DR: Analysis of the hotelier’s business is done through the reports and analytics that are in the CRS itself. There are also two free apps for the hotelier, one is for the iPhone, which can be downloaded from the app store, while the other is for the iPad. The iPad app is very dynamic in terms of the graphical nature of the reports, it includes lots of pie charts and bar charts so hoteliers can really see all their activity across any date range. We’ve built relationships with other vendors too, to further benefit clients. One of these is RateGain. It has a shopping tool, which we’ve integrated it into the CRS, which allows a hotel to compare the rates of its competitors across various different channels.

In terms of what’s next, we have just partnered with a new application called Hotel IQ, a business intelligence application that interfaces with the hotel’s PMS and their sales and catering system. It extracts data out of those systems and compiles it into a web-based report.

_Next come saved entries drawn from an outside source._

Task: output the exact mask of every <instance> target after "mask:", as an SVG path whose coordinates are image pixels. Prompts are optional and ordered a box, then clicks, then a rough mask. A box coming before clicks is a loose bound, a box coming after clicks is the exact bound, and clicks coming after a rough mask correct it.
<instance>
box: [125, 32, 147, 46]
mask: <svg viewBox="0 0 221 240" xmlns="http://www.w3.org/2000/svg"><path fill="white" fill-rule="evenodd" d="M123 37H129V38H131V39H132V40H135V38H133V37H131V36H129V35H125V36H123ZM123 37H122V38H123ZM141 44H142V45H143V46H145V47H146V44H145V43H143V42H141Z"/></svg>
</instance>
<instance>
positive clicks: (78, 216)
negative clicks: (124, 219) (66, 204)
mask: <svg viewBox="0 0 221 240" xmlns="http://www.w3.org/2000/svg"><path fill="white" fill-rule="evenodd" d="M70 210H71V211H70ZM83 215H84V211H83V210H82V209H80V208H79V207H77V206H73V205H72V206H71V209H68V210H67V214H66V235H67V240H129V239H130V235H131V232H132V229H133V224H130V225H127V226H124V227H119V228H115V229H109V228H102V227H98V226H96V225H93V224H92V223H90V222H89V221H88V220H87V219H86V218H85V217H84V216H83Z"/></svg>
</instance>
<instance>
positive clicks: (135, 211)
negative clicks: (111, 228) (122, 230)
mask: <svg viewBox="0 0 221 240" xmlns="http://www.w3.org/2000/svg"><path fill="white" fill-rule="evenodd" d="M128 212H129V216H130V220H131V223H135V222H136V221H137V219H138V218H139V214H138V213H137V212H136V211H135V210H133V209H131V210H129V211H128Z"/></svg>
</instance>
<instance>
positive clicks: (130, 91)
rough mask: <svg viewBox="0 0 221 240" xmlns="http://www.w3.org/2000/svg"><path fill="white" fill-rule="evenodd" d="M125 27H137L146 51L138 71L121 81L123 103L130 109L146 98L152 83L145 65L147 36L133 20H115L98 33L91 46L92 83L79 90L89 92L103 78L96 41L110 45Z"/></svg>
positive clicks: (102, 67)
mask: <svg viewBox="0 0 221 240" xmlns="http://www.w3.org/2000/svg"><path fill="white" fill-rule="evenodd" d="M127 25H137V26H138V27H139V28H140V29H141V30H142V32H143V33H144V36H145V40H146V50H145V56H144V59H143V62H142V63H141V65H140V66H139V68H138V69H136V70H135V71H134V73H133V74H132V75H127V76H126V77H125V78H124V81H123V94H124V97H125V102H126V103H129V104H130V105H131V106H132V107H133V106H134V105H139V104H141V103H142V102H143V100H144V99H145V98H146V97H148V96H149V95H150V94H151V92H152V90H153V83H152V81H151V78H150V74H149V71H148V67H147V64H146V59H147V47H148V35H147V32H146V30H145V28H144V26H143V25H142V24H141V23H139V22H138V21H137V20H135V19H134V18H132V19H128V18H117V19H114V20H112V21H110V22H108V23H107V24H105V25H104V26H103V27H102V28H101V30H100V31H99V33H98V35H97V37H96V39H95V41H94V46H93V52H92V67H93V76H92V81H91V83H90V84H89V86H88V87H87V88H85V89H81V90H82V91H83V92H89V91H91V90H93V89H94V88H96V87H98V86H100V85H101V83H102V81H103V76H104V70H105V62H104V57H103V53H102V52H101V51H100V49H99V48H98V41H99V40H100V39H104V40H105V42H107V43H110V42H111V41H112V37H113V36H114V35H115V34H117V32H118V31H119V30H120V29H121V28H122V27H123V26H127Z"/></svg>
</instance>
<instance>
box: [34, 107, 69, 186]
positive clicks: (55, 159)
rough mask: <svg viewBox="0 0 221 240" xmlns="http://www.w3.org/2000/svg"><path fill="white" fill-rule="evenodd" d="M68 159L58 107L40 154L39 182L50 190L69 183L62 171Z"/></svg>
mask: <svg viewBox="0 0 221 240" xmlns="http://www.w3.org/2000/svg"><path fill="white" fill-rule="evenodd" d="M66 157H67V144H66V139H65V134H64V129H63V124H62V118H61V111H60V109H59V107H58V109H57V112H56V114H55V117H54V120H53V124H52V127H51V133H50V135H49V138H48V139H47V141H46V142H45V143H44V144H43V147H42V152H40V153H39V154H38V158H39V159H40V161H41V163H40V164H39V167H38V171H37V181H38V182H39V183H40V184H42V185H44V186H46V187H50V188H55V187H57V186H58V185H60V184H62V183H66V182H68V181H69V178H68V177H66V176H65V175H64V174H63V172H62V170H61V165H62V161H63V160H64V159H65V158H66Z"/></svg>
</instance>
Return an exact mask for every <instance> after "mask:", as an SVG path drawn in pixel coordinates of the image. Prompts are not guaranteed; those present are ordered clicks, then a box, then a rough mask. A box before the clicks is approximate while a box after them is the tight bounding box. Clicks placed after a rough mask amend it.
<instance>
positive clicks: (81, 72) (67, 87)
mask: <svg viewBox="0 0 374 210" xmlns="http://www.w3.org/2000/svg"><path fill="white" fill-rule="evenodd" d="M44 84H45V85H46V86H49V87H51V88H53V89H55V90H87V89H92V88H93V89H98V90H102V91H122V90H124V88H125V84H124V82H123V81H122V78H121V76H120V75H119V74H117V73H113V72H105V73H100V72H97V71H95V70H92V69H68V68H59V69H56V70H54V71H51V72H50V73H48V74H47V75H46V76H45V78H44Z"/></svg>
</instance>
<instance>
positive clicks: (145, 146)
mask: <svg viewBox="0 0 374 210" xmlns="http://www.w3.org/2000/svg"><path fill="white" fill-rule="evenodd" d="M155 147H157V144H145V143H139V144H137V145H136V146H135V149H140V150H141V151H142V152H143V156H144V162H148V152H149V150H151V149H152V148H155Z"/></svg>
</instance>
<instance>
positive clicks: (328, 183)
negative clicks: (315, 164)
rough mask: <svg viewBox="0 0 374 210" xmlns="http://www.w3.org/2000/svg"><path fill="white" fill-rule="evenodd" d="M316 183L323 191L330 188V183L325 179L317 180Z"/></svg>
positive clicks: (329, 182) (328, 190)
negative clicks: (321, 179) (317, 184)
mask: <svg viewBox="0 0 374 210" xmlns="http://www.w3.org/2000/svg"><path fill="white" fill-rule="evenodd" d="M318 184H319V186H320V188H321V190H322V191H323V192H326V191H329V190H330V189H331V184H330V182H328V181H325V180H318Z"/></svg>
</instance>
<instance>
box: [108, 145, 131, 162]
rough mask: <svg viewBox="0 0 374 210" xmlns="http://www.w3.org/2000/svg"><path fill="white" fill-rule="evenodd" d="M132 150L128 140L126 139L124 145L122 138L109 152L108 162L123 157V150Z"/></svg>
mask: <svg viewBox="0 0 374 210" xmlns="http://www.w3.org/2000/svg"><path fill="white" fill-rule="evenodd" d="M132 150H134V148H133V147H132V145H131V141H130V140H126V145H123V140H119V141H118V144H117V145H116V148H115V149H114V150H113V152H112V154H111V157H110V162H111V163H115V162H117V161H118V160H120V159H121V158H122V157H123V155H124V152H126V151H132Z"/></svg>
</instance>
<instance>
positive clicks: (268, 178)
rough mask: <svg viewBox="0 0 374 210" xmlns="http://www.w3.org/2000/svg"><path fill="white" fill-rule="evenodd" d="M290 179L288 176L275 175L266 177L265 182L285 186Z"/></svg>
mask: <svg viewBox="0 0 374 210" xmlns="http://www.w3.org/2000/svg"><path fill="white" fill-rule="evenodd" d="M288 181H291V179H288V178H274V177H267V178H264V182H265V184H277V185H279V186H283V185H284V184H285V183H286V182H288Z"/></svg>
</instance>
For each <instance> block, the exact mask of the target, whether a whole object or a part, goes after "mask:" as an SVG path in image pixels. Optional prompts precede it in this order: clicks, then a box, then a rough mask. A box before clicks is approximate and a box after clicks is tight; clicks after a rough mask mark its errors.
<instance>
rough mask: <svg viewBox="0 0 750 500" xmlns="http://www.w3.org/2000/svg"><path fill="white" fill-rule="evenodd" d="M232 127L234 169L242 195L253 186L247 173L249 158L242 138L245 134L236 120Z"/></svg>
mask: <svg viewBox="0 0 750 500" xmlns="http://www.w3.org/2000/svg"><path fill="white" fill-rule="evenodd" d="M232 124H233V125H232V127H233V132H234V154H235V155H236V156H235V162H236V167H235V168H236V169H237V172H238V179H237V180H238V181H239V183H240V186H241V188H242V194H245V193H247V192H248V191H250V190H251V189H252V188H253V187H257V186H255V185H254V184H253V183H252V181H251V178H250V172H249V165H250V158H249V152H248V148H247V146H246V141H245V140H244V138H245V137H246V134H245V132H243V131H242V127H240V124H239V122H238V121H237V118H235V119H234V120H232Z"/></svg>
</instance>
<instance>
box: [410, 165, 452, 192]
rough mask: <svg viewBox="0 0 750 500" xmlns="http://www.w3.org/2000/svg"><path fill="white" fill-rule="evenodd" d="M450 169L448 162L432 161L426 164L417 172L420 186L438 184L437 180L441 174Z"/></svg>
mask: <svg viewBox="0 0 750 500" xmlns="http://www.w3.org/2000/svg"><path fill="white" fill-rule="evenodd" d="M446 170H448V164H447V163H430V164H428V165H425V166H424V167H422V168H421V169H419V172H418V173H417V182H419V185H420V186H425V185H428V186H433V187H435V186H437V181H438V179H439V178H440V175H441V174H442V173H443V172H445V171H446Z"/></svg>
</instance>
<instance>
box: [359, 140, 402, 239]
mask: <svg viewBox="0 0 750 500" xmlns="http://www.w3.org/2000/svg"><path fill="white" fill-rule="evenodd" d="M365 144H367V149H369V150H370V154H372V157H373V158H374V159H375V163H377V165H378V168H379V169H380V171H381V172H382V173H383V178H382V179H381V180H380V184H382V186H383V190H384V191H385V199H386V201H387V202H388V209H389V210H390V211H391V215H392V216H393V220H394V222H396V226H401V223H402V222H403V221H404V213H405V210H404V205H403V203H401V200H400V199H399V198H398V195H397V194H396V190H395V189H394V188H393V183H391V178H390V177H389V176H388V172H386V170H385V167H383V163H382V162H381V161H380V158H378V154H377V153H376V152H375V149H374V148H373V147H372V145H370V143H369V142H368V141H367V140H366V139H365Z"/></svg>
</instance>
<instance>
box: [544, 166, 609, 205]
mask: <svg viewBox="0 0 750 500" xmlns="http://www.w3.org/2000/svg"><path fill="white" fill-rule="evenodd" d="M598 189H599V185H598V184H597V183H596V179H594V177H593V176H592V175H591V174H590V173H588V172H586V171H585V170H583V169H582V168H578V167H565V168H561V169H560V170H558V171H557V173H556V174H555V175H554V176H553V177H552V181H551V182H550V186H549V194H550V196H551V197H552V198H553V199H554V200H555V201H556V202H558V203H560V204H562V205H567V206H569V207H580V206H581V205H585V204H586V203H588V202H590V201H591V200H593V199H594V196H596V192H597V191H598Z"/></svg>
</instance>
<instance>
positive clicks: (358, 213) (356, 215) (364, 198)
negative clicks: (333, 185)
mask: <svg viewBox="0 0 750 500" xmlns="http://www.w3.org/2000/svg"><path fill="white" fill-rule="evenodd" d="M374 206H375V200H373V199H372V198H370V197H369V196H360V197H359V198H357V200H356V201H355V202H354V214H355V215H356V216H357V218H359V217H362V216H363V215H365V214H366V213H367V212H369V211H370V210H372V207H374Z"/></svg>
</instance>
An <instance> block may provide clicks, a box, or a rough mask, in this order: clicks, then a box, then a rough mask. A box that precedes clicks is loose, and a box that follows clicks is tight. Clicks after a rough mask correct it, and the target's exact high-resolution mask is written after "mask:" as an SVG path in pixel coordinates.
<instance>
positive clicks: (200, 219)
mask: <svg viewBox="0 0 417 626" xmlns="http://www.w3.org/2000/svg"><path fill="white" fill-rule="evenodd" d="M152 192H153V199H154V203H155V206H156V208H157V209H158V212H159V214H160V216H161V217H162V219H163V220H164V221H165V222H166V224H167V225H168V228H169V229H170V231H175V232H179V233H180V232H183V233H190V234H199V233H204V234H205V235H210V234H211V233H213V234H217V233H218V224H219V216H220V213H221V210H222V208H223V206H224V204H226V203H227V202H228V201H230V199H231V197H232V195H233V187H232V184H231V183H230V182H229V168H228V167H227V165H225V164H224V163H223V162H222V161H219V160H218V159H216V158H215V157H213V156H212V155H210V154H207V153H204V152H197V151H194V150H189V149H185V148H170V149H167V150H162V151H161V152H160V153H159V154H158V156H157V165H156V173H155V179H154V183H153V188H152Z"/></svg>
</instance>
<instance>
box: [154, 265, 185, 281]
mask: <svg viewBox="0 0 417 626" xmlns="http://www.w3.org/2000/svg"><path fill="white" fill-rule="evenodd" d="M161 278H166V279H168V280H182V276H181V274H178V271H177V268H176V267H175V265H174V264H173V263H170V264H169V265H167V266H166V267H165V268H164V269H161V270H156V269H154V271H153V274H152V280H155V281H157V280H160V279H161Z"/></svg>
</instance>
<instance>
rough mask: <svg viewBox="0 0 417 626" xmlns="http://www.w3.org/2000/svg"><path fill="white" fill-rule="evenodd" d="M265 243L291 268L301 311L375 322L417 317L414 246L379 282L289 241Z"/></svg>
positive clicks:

So not only does it allow them to view all the historical information, but also they can see out into the future. It shows hoteliers where they are excelling and where they are not. In the future it will be accessible through the same single CRS login and will be a very powerful addition to the Windsurfer package.

FC: What challenges have you had to overcome?

TM: In the data centre, our platform is supported by more than 200 servers from a lot of industry leading hardware companies like HP, Cisco, Oracle and Microsoft. We’re constantly looking at what the best hardware and software solutions are so we can be as stable and reliable as possible. We do take some scheduled outages for maintenance but we’re trying to reduce that so that eventually we will have zero downtime.

From a challenges standpoint, I would say PCI (payment card industry) compliance – how we manage and maintain client data – was one of the biggest challenges, but we have been compliant now for a number of years.

Another challenge now is PII (personally identifiable information) which ensures we have the proper process and security around how we capture and manage personal information, such as email and home addresses. That becomes even more challenging because being a global company we need to be aware of the regional laws around how we maintain that data.

DR: Every hotel is different and I don’t think any CRS developer gets to the point where they are actually finished. Dealing with other vendors is probably the most difficult part as there are major components of the system that require us to contract with other providers. You have to have the participation of all these other organizations to make the CRS work effectively.

FC: What is the future for CRS?

TM: The architecture of the system is going to change. For example, we do about 1.2 billion shopping requests a year at the moment and that will continue to evolve. We will see the biggest leaps in terms of how hoteliers and guests interact with that data. I think we are going to see more movement to mobile, with more people shopping and booking more on their phones and leveraging social media.

How hotels present themselves to their guests is going to evolve over time and a lot of it comes down to the devices. The most rapid changes will be the way people are interacting with the hotel. Today we focus a lot on shopping and booking, but this will shift, for example, to checking in, checking out and ordering room service.

DR: Our position here is not to look at CRS as a system that is trying strictly to sell a room to a consumer. We’re trying to generate revenue for the hotel in as many different areas as possible. We’re always trying to create a conversion opportunity. For example, allowing the consumer to purchase a bottle of wine is a conversion opportunity, so is scheduling transportation to and from the airport, spa treatments and consumer sign-ups for the loyalty programme, these are some of the things that we are working towards.

For hoteliers, it is no longer just about putting heads on beds and hoping that when the consumers turn up they go to the restaurant or spa, we want to help them to sell as much as possible prior the consumer’s visit. It helps them to manage their operations and the communication needs to happen before the guest arrives, during their stay and after they leave.